Published:Journal of Chromatographic Science,
ISSN 0021-9665 Volume
47, Number 1, January 2009, pp. 3-11
Development of a U.S. EPA Drinking Water Method
for the Analysis of Selected Perfluoroalkyl Acids by Solid-Phase
Extraction and LC–MS–MS
Jody A. Shoemaker1, Brenda Boutin2,
and Paul Grimmett1 1U.S. Environmental Protection Agency, Office of Research and
Development, National Exposure Research Laboratory, MS 564, 26
W. Martin Luther King Drive, Cincinnati, OH 45268 and 2National
Council on Aging, c/o U.S. Environmental Protection Agency, Office
of Research and Development, National Exposure Research Laboratory,
MS 564, 26 W. Martin Luther King Dr, Cincinnati, OH 45268
A drinking water method for perfluoroalkyl acids
(PFAAs) is presented that addresses the occurrence monitoring
needs of the U.S. Environmental Protection Agency (EPA) for a
future unregulated contaminant monitoring regulation (UCMR).
This paper describes the challenges associated with developing
an analytical method for 14 PFAAs that will be used for drinking
water occurrence monitoring. The method employs solid-phase extraction
with analysis by liquid chromatography–tandem mass spectrometry
(LC–MS–MS). The final method preservation scheme
requires that samples be stored in polypropylene bottles and
that they be buffered and free chlorine removed with Trizma buffer.

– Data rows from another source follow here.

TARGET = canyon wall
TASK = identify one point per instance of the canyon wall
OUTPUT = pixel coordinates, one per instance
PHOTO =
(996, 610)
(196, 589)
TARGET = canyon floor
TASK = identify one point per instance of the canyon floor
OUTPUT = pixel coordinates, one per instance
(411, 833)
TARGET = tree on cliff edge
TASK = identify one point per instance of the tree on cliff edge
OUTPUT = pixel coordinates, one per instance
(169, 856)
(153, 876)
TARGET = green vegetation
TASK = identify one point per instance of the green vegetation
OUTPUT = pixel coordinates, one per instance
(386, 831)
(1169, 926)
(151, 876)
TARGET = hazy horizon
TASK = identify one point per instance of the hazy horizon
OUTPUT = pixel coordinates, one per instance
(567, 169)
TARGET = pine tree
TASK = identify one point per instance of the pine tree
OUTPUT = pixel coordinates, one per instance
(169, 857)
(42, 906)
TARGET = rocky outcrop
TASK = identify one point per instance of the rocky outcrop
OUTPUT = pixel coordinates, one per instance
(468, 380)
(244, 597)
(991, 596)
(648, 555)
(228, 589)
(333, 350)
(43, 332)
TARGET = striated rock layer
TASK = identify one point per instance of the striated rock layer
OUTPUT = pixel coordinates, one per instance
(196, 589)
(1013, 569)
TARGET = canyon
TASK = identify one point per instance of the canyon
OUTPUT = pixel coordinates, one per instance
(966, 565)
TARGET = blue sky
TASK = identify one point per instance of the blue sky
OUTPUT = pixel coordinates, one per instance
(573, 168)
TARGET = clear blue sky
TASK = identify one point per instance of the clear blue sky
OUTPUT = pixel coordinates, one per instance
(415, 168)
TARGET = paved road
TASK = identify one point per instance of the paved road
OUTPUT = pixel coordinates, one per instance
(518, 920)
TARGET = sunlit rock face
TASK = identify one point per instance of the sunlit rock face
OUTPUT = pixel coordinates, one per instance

Mean recoveries of chlorinated surface water samples fortified
with the PFAAs at 40–100 ng/L (except for the perfluorooctane-sulfonamido–acetic
acids at 200 ng/L) are 85–112% with < 5% relative standard
deviation. Single laboratory minimum reporting limits of 2.9–14
ng/L are demonstrated with this methodology. The final method
meets all of the EPA UCMR survey requirements for sample collection
and storage, precision, accuracy, and sensitivity and is expected
to be proposed for use under a future UCMR.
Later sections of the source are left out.